Table 4. Cross-environment action recognition results

Continuous action recognition. Different from the previous tests, here each sample contains multiple action. In addition to the 7 action types that were previously set in detail, there is a one more “background action” type, in fact, this type has no real sense but is just the connection between the various parts of the connection. The length of a single sample ranged from 30 s to 2 min where the proportion of “background action” is about 30%. Each frame of the sample is marked with an action label, but the dataset provider does not guarantee the accuracy of the motion boundary (in fact, it is difficult to unify the evaluation standard of human action segmentation) (Table 5).

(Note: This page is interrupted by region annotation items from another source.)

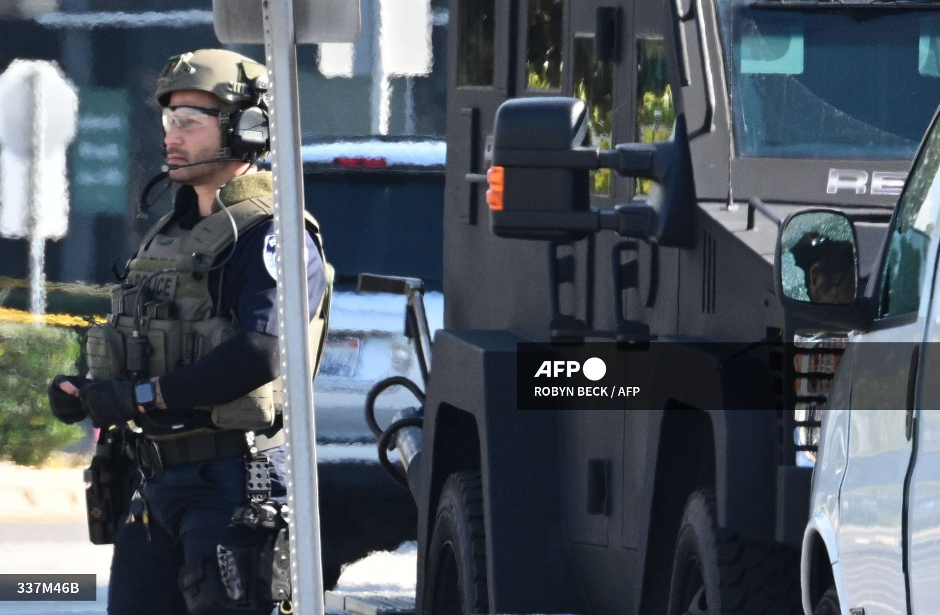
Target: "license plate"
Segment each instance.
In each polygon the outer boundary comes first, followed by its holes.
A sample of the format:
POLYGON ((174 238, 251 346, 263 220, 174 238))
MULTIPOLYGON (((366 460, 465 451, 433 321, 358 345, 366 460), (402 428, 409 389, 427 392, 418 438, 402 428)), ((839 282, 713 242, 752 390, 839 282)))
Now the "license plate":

Table 5. Continuous action recognition

7 Conclusion

In this paper, we focus on the continuous motion recognition which has more practical application value. The proposed method is based on the single frame data and can be used for the recognition of real time video streams. We extract Orderlet features from the skeleton data, concerning about the relative relation between the eigen values but not their absolute values. Also we present GbAD as the descriptor of gestures. Then we utilize RNN to do the human action recognition work, taking advantage of self feedback and propagation in the time domain. We also train a number of networks which have different initial weights, the number of hidden cells and apply a linear combination to them to obtain better recognition accuracy.

Experiments performed on the benchmark dataset show that the method proposed in this paper is superior to some other existed methods. But the poor performance in the cross-environment experiment indicates that the generalization ability of the method is partly defective, which is the point where we hope to improve in the future.